«Дар особенный»: художественный перевод в истории русской культуры | страница 46
Слово умиление, с одной стороны, несомненно, относится к числу концептов, с другой – доставляет много проблем переводчикам и, наконец, в значительно меньшей степени, чем такие слова, как душа, судьба, тоска, пошлость, попадало в поле зрения исследователей. Я ограничился двумя примерами – из «Евгения Онегина» Пушкина и из «Бесов» Достоевского – и попытался выяснить, как справились с этой сложной задачей некоторые из переводчиков на испанский, французский, английский, итальянский и немецкий языки.

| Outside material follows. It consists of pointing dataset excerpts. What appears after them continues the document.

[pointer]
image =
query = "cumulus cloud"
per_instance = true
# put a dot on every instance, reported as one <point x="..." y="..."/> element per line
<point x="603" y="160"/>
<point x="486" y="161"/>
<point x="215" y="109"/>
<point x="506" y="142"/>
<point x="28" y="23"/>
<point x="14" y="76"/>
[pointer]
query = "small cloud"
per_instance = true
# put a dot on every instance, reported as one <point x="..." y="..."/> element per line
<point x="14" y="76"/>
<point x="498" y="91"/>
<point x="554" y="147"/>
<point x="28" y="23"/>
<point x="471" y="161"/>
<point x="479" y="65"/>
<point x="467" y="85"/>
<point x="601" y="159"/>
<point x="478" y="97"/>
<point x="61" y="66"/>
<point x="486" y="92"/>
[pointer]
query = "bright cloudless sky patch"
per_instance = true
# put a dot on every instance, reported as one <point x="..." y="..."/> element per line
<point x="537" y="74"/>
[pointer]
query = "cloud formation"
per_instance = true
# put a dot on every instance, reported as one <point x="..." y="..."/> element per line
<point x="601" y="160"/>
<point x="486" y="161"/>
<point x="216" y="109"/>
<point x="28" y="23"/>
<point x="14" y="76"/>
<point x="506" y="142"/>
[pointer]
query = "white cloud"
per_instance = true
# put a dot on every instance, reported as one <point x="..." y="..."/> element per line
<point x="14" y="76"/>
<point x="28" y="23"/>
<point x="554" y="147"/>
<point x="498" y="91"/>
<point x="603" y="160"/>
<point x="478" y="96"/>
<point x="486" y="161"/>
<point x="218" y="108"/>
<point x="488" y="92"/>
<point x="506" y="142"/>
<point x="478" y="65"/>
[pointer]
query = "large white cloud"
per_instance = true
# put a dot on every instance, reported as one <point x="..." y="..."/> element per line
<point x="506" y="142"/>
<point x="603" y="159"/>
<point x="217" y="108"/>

В сирийском монашестве признаком истинного покаяния считался «слезный дар», и Русь унаследовала этот идеал, развив его в то состояние души, тот особый благодатный дар прежде всего религиозного состояния, которое обозначается непереводимым словом умиление.
Подобное настроение упоминают святоотеческие тексты как «радостнотворный плач» (т. е. плач, приносящий радость).
В. Даль определяет «умиление» как «чувство покойной, сладостной жалости, смиренья, сокрушенья, душевного, радушного участия, доброжелательства».
В высшей степени сложным для переводчика является воссоздание средствами родного языка оксюморонного, казалось бы ничем не объяснимого противоречия, заложенного в замечательных пушкинских строках: «С каким тяжелым умиленьем / Я наслаждаюсь дуновеньем / В лицо мне веющей весны»[154].
При этом знаменательно, что многие из авторов известных мне переводов с предельным вниманием отнеслись к этому непривычному словосочетанию, увидели в нем вызов, попытались найти в родном языке или придумать адекватное решение его воссоздания и если не без труда, то все же справились с пушкинским парадоксом. В то же время нередко они смягчали контраст, переводили настроение в более традиционное чувство – радости, слегка затуманенной грустью.
«Это… это не умиление, а только так, радость», – говорит Кириллов Шатову, жена которого вот-вот должна родить. И далее: «Вы не то что любите, о – тут выше любви! Всего страшнее, что так ужасно ясно и такая радость»[155].
В отличие от пушкинских строк, которые переводчикам были понятны вне зависимости от того, какое решение они находили, фраза из романа Достоевского, на первый взгляд предельно простая и прозрачная, для многих оказалась ловушкой. Они не учли, что не сам Достоевский произносит эту фразу, а его косноязычный герой, который, казалось бы, однозначно подтверждает свою приверженность многовековой православной шкале ценностей, в которой радость как чувство заземленное уступает умилению. При этом, приводя аргументы в подтверждение своих слов, Кириллов немедленно устанавливает иную, зыбкую сиюминутную иерархию, в которой именно радости присуща наивысшая полнота чувств и стремлений.